Seconda edizione di “Un mare di Speranza”
Si è conclusa con una partecipazione straordinaria la seconda edizione di “Un Mare di Speranza”, la festa della CGIL Forlì Cesena che si è svolta venerdì a Cesenatico, presso il Museo della Marineria e la sua corte.
Una sala gremita per il dibattito dedicato a Ustica, una corte della Marineria piena di persone per la cena e, a seguire, uno spettacolo intenso e partecipato hanno dato vita a una giornata capace di unire memoria, riflessione, cultura, socialità e partecipazione democratica.

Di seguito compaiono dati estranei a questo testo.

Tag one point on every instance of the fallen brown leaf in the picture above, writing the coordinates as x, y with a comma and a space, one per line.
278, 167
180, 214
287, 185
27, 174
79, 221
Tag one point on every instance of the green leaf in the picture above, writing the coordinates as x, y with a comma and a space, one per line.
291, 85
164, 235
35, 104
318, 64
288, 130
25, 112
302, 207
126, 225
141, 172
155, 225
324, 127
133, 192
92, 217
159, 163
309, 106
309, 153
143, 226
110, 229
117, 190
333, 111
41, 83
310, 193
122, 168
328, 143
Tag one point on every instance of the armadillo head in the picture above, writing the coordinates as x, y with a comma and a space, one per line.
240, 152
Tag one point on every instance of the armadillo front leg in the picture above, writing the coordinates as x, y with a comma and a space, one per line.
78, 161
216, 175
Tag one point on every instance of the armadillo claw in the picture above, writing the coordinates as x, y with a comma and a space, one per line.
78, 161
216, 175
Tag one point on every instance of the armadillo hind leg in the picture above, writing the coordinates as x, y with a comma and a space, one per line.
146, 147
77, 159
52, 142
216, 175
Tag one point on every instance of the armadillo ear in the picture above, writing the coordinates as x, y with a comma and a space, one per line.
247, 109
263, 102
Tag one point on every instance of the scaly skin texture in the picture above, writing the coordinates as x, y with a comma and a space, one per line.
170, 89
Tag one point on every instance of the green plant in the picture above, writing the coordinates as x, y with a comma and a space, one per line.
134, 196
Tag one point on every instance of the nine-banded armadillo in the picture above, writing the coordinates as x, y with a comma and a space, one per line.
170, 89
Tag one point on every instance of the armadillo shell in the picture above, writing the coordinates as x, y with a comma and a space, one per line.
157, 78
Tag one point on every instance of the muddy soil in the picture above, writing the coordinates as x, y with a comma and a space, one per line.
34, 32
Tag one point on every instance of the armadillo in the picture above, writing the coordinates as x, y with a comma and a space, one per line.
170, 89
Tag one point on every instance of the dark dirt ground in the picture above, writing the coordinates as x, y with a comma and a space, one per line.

I momenti clou della serata
Il confronto su Ustica, con Daria Bonfietti e Domenico Guzzo, ha rappresentato uno dei momenti centrali della giornata. A quarantasei anni dalla strage del DC9 Itavia, la richiesta di verità continua a interrogare il Paese. Per la CGIL la memoria non è un esercizio rivolto al passato, ma uno strumento indispensabile per la difesa della democrazia. Per questo continuiamo a pensare che la verità su Ustica non possa essere archiviata.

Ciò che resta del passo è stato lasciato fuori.